Порыв студеного зимнего ветра пробрался в один из наших чемоданов и с нами вместе прилетел во Флориду. Руки-ноги вдруг сводило холодом; откуда ни возьмись, являлись сквозняки. Родители ссорились, как всегда, но ссора в номере мотеля — совсем не то, что ссора дома, где есть много комнат и в придачу кабинет, куда можно сбежать. Мы с братом тоже ссорились, как всегда, но в номере мотеля не могли скрыть от отца наших отношений, а он не мог скрыться, отмахнуться от того, какие мы в реальности, на самом деле. Ему становилось плохо — он буквально зеленел и его мутило, когда мы с братом ссорились. Он страшно злился на меня и бывал глубоко разочарован. Мои, полные совершенств, вымышленные братья и сестры никогда не ссорились. Алли (умерший братишка Холдена) «никогда не разозлится, не вспылит. Говорят, рыжие, чуть что — начинают злиться, но Алли никогда не злился». Попробуй-ка на такого равняться.

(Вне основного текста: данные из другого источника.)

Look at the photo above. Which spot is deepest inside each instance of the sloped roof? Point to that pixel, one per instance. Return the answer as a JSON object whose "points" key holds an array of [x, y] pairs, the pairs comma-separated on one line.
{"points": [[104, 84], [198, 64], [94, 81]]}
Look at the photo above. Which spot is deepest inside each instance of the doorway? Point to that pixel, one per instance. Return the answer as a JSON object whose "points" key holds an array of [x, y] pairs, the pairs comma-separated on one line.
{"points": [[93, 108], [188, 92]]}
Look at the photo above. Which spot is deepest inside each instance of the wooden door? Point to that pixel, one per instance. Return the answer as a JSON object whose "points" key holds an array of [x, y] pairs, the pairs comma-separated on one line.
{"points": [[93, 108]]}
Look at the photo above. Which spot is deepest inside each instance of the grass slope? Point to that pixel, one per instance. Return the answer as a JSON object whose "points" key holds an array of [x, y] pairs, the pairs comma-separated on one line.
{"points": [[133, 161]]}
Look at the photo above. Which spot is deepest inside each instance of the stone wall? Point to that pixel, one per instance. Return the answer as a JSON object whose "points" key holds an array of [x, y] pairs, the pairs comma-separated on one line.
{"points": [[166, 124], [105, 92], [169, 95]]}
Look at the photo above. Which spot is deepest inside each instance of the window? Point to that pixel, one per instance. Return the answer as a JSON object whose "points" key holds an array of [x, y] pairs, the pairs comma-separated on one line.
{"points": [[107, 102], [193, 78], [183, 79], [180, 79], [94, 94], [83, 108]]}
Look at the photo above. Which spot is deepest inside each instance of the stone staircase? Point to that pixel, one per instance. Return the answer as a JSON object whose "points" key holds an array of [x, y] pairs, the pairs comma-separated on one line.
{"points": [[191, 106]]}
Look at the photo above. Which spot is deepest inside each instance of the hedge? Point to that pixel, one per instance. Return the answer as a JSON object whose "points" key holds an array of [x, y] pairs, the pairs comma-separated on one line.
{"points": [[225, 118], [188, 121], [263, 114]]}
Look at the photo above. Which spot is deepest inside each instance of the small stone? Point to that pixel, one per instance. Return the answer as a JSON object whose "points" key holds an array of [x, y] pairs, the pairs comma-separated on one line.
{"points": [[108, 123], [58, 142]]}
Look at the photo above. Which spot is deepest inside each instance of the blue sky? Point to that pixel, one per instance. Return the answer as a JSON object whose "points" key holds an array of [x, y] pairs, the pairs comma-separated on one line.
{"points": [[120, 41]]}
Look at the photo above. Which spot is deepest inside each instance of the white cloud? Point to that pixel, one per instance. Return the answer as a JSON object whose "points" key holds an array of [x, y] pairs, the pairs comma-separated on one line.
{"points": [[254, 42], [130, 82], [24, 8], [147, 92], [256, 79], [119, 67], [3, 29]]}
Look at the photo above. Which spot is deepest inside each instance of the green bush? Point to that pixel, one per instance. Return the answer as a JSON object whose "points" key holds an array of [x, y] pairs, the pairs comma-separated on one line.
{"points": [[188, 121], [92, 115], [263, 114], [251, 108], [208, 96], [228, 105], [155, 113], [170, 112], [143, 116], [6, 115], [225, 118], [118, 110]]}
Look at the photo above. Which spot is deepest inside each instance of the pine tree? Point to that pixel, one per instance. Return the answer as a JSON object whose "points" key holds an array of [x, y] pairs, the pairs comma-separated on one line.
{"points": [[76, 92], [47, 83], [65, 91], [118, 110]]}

Я могла избегать того, что вызывало гнев или презрение отца. Но как я не могла не ссориться с братом, так не могла и избегнуть болезней. Это доводило отца до неистовства. Он ужасно переживал, когда мы болели, но в то же время невероятно злился на нас. И заодно на мать, которая посмела нарушить режим, принятый на этой неделе, в чем бы он ни заключался: в сверхдозах витамина С, отказе от протеинов, сыроядении или в чем-то еще. Или обрушивался на нее за то, что она придерживалась режима, принятого на прошлой неделе, а нынче преданного анафеме. По этому поводу у нас с братом не возникало разногласий. Как только отец подходил к дверям, мы шептали друг другу, пряча предательские, полные соплей бумажные салфетки: «Только не говори папе, что у меня насморк»[178].
Большинство своих оздоровительных мероприятий отец проделывал один: например, пил мочу или сидел в «оргоновом ящике»[179]. Но гомеопатию и акупунктуру он практиковал на нас. Когда мы заболевали, вернее, заболевали настолько, что не могли уже это скрывать от него, он впадал в неистовство, носился по комнатам, как смерч, и тратил огромное количество времени и энергии, чтобы выяснить, какое из гомеопатических средств применяется при нашей болезни. Если не помогало, он возвращался к книгам и снова часами рылся в них, все больше раздражаясь оттого, что время уходит, а работа стоит.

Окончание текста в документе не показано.